Well I’ve done a little bit of digging into this verse. And I think I understand a little more of what it actually means. There’s at least three levels at which we can apply this verse.
Firstly, we can apply it to ourselves. You see, in the Bible this idea of night and dawn is really a picture of God bringing us relief when we are in distress. You see that even in the context of the Psalm. That God had brought judgement on his people – his anger was expressed against them in their circumstances – but then God brought relief. It was like the morning dawn. The sun rose in their experience. And so this image of morning joy is really a picture of those times in our lives when God steps in, when he lifts our burdens, when he makes life easier, when he pours out (in a more obvious way) his blessings.
It’s that experience when we’ve been praying about something for a long time, praying for someone to come to faith, praying that some circumstance in our life will change and we pray and we pray and we pray. And then one day God answers. One day there’s that sense of morning joy. So I think this psalm can happen in our experience, but it won’t happen every morning! It’s not to be read in that kind of literal way, but it speaks of those experiences in our lives, when God intervenes in answer to our prayers.
I think those a second level this psalm applies is it applies to the Lord Jesus himself.
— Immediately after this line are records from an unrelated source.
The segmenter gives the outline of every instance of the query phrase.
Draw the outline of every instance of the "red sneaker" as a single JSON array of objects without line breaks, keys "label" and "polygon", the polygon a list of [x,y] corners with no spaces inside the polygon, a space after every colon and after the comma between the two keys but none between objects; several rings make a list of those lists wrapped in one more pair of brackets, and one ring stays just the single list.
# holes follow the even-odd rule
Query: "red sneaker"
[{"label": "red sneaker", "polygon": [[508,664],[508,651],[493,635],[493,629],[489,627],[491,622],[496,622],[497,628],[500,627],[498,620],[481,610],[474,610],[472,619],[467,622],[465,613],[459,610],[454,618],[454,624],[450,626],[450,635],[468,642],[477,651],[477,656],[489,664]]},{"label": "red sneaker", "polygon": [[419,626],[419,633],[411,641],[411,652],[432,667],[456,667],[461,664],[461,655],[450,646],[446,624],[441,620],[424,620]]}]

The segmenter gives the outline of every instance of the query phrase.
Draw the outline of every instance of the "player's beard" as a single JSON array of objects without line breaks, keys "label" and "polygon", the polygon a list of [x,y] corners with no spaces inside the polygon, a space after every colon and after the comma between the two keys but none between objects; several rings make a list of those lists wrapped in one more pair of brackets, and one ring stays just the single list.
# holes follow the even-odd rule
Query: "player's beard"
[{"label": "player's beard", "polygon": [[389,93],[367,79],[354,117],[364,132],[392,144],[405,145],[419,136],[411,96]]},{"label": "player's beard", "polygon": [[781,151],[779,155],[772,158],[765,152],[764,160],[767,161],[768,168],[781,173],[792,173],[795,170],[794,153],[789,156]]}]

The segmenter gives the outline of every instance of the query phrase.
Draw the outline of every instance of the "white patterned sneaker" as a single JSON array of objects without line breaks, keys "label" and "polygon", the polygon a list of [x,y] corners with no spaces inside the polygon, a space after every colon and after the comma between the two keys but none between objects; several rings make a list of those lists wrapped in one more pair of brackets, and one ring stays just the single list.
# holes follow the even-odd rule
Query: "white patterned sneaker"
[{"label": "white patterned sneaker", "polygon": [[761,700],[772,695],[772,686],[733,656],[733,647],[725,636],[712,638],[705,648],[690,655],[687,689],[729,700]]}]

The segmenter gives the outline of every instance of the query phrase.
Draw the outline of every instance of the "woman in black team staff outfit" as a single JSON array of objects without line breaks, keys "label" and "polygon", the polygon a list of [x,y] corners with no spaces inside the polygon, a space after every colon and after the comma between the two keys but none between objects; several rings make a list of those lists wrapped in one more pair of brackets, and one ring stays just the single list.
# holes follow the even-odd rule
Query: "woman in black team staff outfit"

When we think of Jesus as he hung on the cross, of course we know that he hung there in the darkness. And the darkness was appropriate because it spoke of the judgement of God and it spoke of the fact that there was no relief for Jesus on the cross. That he suffered their in agony for us. He dies there on the cross, he’s buried then in a tomb, and he’s laid there in the darkness of the depths of the earth. And that’s appropriate, isn’t it, because he’s in that place of death, of not enjoying the fulness of life. But on the third day – very interestingly and fittingly, at the dawn in the early morning – the Father raises his Son from the dead. And Jesus exits the darkness into the light of the dawn.
And that’s a wonderful picture of Jesus release from that place of distress, that place of death, as he rises into new life and in a resurrection body. So as we think of joy coming in the morning, as we run up to Easter time, we can think of how Jesus went through that darkness for us. Of how his agony means that we will never face judgement. Let’s allow that to encourage our soul. Let’s think of the fact that he rose in the morning and how that means that we have a great hope ahead of us.
But then the third level at which this verse applies is looking even further ahead than that. Because ultimately this verse – joy in the morning – is fulfilled ultimately in the new creation. Paul describes this age we’re living in as an age of darkness, but he says in one place that the darkness is already passing away. Christ is coming again. He has already come, he’s with us by his Spirit presently, and he’s coming again in future glory. And when he comes the darkness, and all the features of the darkness will be removed and taken away. Sin and sickness, decay and death, will be swept off the table in that new creation. And it’s in that day that in all of its fullness we will experience this morning joy!
So as you read this verse, think not just about those distressing things in your life that you want God to relieve, but think of the Lord Jesus who rose from the dead, and think ultimately of the fact that he’s coming again. He’s coming to bring relief to the sadness of the night. He’s coming to bring eternal joy to each of us.